AVIS : Découvert pour la première fois il y a environ quatre ans, The other m’avait vraiment impressionné et sa re-vision fut une expérience encore plus traumatisante. Robert Mulligan, passé à la postérité avec Du silence et des ombres (To kill a mockingbird, 1962) avec Gregory Peck incarnant le personnage fictif préféré des américains (1), est un cinéaste beaucoup trop méconnu dans notre pays et est réputé dans le sien pour aborder les thématiques de l’enfance et l’adolescence avec un regard novateur, un style visuel classique et épuré et une dimension sensible et psychologique. Avec ce film, il propose un portrait fabuleux, fascinant et profondément angoissant de la schyzophrénie comme on l’a rarement vu au cinéma !
Dès le premier plan, tout est dit et le cinéaste est d’une intelligence redoutable pour nous emmener subtilement dans le monde imaginaire de Niles ! Avec ce travelling latéral très pur et très élégant sur les branchages des arbres et accompagné par une très belle partition folklorique et lyrique du génial Jerry Goldsmith, on promène notre regard sur une nature idyllique jusqu’à ce qu’on aperçoive au fond du champs visuel un jeune garçon qui baigne dans une lumière irradiante et surnaturelle. La caméra procède à un zoom jusqu’à ce que ce dernier occupe tout le champs visuel. Puis s’enchaîne un gros plan sur son visage et un contre champs qui nous place définitivement du coté du garçon.

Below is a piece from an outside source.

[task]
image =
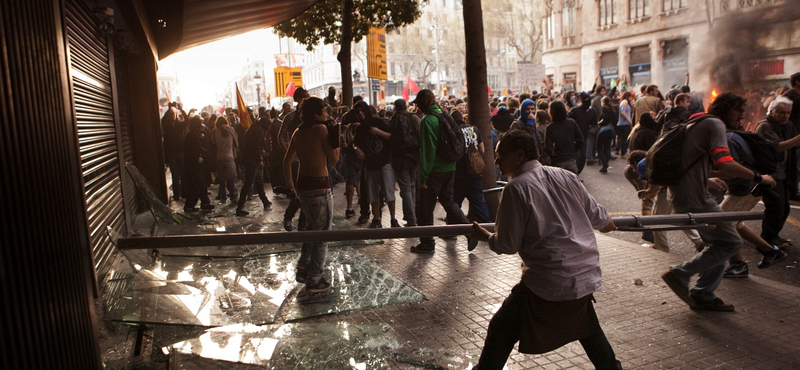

Dès lors, nous vivrons l’histoire à travers son point de vue sans que la mise en scène use d’artifice particulier ou d’effet ostentatoire pour suggérer toute l’horreur que vit le garçon : tout se passe dans les cuts et les ellipses et Mulligan parvient à faire vivre un fantastique intimiste très psychologisant tout en créant un parfum de magie assez mystérieux et religieux avec la grand mère de Niles qui lui a apprit à ‘jouer avec son esprit’. La véritable horreur est donc toujours hors champs (j’ai beaucoup pensé à Jacques Tourneur dans le pouvoir du montage et de la force subjective de certaines séquences) et elle se répercute à chaque fois avec violence dans la tête du spectateur, laissant son imagination faire tout le travail, ce qui décuple à la fois l’émotion et les forces inconscientes et diaboliques à l’oeuvre derrière l’aspect bucolique de ce petit village américain loin de la civilisation.
J’ai vraiment trouvé The other à la fois super moderne dans son traitement et hyper classique dans sa forme. Il est vraiment porté par sa mise en scène et le cinéaste multiplie les jeux de correspondance avec les boîtes, et crée un univers symbolique ou les couleurs et les objets participent à la compréhension et l’imaginaire du récit. En bref, un film unique, intemporel et vraiment déstabilisant qui mériterait d’être redécouvert tant il brille par sa singularité, son sens de l’épure et son approche à la fois pertinente et poétique de la maladie mentale.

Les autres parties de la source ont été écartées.